HOME VISION HOE SPADE CBSS
 

Our Social Development Framework

 
 

    The Alter Trade Foundation Incorporated (ATFI) vision is expressed in her credo: Save the Land, Food for the Future.  This vision entails facilitating a process of establishing communities that are:

  q       Self Governing, i.e. communities with a strong sense of organization and capable of:

a)      Demonstrating this by creating structures suited to their own context and needs and embodies their own hopes and dreams for their forebears

b)      Informed self-decision and progress-oriented;

 q       Self Sufficient, i.e., communities that are non-dependent on a single crop but shall be using diversified production systems and technologies and have acquired manifold production skills not only in agriculture but also the know-how to vertically move up to non-agricultural productive ventures.  These communities shall have shed away their monocrop-oriented and feudal past ;

 q       Capable of Building Up Independent Resources and Advocate for their Entitlements, i.e. communities that can demand for services and resources (from the Government and other sources) where they are available and build up their own resources (capital, infrastructure, among others) and structures where they are not available. This will mean establishing their own market links, building up their own capital base in addition to existing resources such as land and market for balangon and mascobado sugar.

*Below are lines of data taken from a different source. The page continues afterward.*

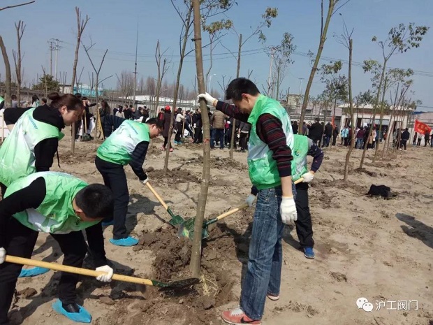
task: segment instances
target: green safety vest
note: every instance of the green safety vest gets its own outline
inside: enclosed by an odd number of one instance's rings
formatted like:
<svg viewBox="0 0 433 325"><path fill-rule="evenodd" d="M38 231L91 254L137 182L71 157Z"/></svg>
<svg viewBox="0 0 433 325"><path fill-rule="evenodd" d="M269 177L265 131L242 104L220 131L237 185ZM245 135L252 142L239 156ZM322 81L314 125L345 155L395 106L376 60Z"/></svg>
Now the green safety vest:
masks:
<svg viewBox="0 0 433 325"><path fill-rule="evenodd" d="M6 187L36 172L34 149L38 143L64 136L56 127L36 120L34 111L34 108L28 110L20 117L0 147L0 182Z"/></svg>
<svg viewBox="0 0 433 325"><path fill-rule="evenodd" d="M302 175L308 172L307 168L307 155L309 149L309 138L305 136L295 134L295 143L292 149L292 180L299 180Z"/></svg>
<svg viewBox="0 0 433 325"><path fill-rule="evenodd" d="M105 161L126 166L132 158L137 145L150 141L149 125L124 120L96 150L96 156Z"/></svg>
<svg viewBox="0 0 433 325"><path fill-rule="evenodd" d="M87 183L64 173L45 171L20 178L9 185L4 197L29 186L40 177L45 180L45 197L37 208L13 215L20 223L36 231L63 234L80 231L99 222L99 220L83 222L75 214L72 201Z"/></svg>
<svg viewBox="0 0 433 325"><path fill-rule="evenodd" d="M287 112L278 101L260 95L248 118L248 122L251 124L248 144L248 173L251 183L258 189L274 187L281 183L272 152L257 135L256 124L263 114L271 114L281 122L287 145L291 149L293 147L293 131Z"/></svg>

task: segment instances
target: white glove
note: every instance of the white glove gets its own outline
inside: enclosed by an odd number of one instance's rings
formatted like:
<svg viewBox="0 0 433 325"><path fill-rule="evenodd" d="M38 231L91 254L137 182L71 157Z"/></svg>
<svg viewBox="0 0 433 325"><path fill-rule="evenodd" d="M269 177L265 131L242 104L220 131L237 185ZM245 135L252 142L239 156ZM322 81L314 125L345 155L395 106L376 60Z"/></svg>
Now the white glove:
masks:
<svg viewBox="0 0 433 325"><path fill-rule="evenodd" d="M96 269L99 272L105 272L105 274L101 274L101 275L98 275L96 277L96 280L98 281L101 281L103 282L111 282L111 278L112 277L113 270L108 265L104 265L103 266L99 266Z"/></svg>
<svg viewBox="0 0 433 325"><path fill-rule="evenodd" d="M281 205L279 206L279 213L281 215L283 224L288 224L298 220L296 204L295 203L293 196L283 196Z"/></svg>
<svg viewBox="0 0 433 325"><path fill-rule="evenodd" d="M256 196L253 194L249 194L247 197L247 199L245 200L245 203L248 203L248 206L251 208L251 206L253 206L253 203L254 203L255 201L256 201Z"/></svg>
<svg viewBox="0 0 433 325"><path fill-rule="evenodd" d="M4 259L6 257L6 250L3 247L0 247L0 264L4 262Z"/></svg>
<svg viewBox="0 0 433 325"><path fill-rule="evenodd" d="M200 94L197 96L197 100L199 100L200 98L203 98L203 99L204 99L206 101L206 103L207 104L208 106L213 106L214 102L216 101L216 99L214 97L210 96L207 92L205 93L205 94Z"/></svg>
<svg viewBox="0 0 433 325"><path fill-rule="evenodd" d="M308 173L305 173L301 177L302 178L304 178L303 182L304 183L309 183L311 180L313 180L314 179L314 174L313 174L313 173L310 173L309 171Z"/></svg>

 q       Self Sustaining, i.e., communities consciously nurturing the soil and reinvigorating and enhancing the environment for future generations, soundly and efficiently utilizing finite resources and possessing strong entrepreneurial spirit.

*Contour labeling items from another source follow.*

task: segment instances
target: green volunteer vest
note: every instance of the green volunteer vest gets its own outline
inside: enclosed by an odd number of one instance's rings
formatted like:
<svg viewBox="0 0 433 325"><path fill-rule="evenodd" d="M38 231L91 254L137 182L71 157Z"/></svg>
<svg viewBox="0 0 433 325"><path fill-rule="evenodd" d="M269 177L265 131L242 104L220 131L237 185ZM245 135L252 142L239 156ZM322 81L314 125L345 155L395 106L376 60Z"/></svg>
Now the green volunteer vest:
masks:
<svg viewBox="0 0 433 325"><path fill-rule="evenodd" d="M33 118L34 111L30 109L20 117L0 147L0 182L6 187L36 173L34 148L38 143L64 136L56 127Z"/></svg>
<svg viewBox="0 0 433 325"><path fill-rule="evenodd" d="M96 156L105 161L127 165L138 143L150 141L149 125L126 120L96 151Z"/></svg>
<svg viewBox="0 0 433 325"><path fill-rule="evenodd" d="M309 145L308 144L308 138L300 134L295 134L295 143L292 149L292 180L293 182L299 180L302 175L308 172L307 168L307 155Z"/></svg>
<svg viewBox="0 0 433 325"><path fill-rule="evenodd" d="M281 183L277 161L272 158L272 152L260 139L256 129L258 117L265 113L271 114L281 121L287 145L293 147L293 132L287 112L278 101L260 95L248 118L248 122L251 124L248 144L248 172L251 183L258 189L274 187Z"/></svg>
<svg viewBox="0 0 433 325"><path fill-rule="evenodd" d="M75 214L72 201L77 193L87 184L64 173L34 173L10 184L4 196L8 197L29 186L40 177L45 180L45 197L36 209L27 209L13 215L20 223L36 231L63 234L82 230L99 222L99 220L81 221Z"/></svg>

  The expected outcome of these efforts shall be:

  A dynamic sustainable agriculture movement and people’s development enterprises from below where people actively partake and exchange experiences and shall have forged links with national and global SA movements both of the producers and consumers. A secure and sustainable food source for growers and their children.  ATFI adheres to the central elements of SA as defined by the 1992 NGO Sustainable Agriculture Treaty, to wit:

    1.      SA should be economically-viable, ecologically-friendly, socially just &       

          humane, culturally appropriate, holistic, integrative and synergistic     

          farming approach;

     

          2.     It is based on the preservation of bio-diversity, producing diverse forms of     

                high quality food, fibers and medicines through methods which   

                maintains soil fertility and water purity, conserve and improve soil    

                quality, recycle natural resources and conserve energy;

3.      It uses locally available renewable resources and appropriate and affordable technologies, thus minimizing the use of external and purchased inputs in support of local self-sufficiency and independence.  It seeks to allow more people to stay on the land by ensuring stable sources of income; and

4.      It respects the ecological principles of diversity and interdependence and farmers’ traditional wisdom, seeking to use modern science to build on that wisdom rather than replace it.

  q       Full realization of the people’s right to development clarified by a United Nations Declaration in 1991, to wit: 

“The right to development is the right of individuals, groups and people’s to participate in, contribute to, and enjoy continuous economic, social, cultural and political development, in which all human rights and fundamental freedoms can be fully realized.  This includes the right to effective participation in all aspects of development and all stages of the decision-making process; the right to equal opportunity and access to resources; the right to fair distribution of the benefits of development; the right to respect for civil, political, social and cultural rights can be fully realized.… Development is not only a fundamental right but a basic human need which fulfils the aspirations of all people to achieve the greatest possible freedom and dignity, both as individuals and as members of the societies in which they live… A development strategy that disregards or interferes with human rights is the very negation of development.”